Er sei nach Phnom Penh gereist, weil er «wissen will, warum ich töten musste», sagt Huon Kin. Sein erstes Opfer Thuon wollte fliehen. Er erschoss ihn. Koam tötete er nicht selber, schaufelte aber sein Grab. Wie die meisten, die auf Befehl von oben töteten, spricht er von zwei Opfern. Das erleichtere das Verarbeiten des Traumas, erklärt Ly Sok-Kheang, der seine Doktorarbeit über die psychologische Aufarbeitung des Genozides verfasst. «Wir gehen davon aus, dass jeder Täter viel mehr Opfer auf dem Gewissen hat.»

Youk Chhang fühlt sich mit seiner Arbeit für alle Überlebenden verantwortlich, für Opfer wie Täter. Er hat 20000 Massengräber besucht. Chhim Phan, der damals das Liebespaar erschlug, sei heute ein «kleiner, magerer Kerl», sagt Youk Chhang. «Ich bin viel grösser als er. Könnte ihn am Kragen packen und hochheben.» Chhim Phan erkannte ihn nicht wieder. «Wie wollen sich die Täter auch an all ihre Opfer erinnern, es gibt so viele. Doch wir erinnern uns an sie.» Der «kleine, grinsende Kerl» sei geständig, «nur nicht die feigen Hauptschergen von Pol Pot.
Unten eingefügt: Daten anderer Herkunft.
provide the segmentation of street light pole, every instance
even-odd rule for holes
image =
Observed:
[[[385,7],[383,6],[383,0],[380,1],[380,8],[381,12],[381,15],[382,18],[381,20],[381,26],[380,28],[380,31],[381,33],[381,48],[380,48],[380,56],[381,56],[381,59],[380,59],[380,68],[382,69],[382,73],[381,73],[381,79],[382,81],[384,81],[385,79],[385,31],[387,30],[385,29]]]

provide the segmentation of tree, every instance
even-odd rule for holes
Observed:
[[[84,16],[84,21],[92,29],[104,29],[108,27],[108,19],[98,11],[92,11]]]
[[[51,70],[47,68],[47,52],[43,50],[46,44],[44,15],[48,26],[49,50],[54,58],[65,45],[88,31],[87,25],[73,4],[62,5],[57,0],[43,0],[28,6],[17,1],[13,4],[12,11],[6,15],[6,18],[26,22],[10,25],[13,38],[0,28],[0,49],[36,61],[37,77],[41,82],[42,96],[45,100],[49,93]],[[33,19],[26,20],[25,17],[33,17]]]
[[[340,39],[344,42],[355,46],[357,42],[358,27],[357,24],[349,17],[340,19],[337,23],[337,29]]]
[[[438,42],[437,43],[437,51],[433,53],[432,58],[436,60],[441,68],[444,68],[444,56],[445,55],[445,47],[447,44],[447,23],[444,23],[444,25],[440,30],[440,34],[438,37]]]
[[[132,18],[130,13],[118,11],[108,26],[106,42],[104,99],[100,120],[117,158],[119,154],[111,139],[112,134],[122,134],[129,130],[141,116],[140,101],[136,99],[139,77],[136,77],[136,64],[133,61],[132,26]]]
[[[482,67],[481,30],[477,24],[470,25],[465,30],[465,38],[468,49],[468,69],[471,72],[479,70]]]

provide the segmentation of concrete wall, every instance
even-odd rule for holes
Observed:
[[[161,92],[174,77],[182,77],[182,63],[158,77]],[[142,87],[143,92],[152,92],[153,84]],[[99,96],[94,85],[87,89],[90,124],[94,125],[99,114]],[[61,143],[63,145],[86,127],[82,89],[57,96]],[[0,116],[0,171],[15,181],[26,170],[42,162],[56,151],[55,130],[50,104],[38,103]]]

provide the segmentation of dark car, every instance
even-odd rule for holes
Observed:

Wenn sie Männer wären, würden sie nicht immer behaupten, sie wären nie da gewesen», sagt Youk Chhang.

Wird die Bedeutung des Tribuunals verkannt?

Er fürchtet, dass die Bedeutung des Tribunals verkannt wird. Der Privatsender CTN stoppte bereits die Liveübertragungen. Einschaltquoten. Das Interesse an der Aufarbeitung scheint gering. Selbst Massenmörder Nuon Chea füllt keine Frontseiten mehr. Die Opfer wünschen keine Rache. Sie wollen verstehen, weshalb die älteren Herren feige die Verantwortung ablehnen – wie Oberboss Pol Pot, der 1998 wie ein Hund auf der Flucht starb.

Pol Pot zeigte nie Reue. Eingeäschert wurde er auf brennenden Autoreifen. Selbst Holzscheite schienen zu wertvoll für seinen Kadaver. Von seiner mittlerweile 25-jährigen Tochter Sitha fehlt jede Spur. Sie lebt angeblich in Malaysia oder Singapur und will so wenig an ihren Namen erinnert werden wie Kambodschaner an ihre Geschichte. 70 Prozent der Bevölkerung sind jünger als 30. Sie verstehen den Schmerz von damals nicht.

Kleines Opfer der UNO-Leute

Mit dem abgelegenen Gerichtshof und der langen Anfahrt haben auch die hoch bezahlten UNO-Leute ein kleines Opfer darzubringen, sagt Youk Chhang. Schliesslich anerkannte die UNO das Mörderregime bis 1997 als Kambodschas rechtmässige Führung.

Das interessiert in Kambodscha nicht viele. Man war zu lange Opfer und hat sich zu lange mit schlimmen Fragen gemartert. Kambodscha will nur eines: nach vorn blicken.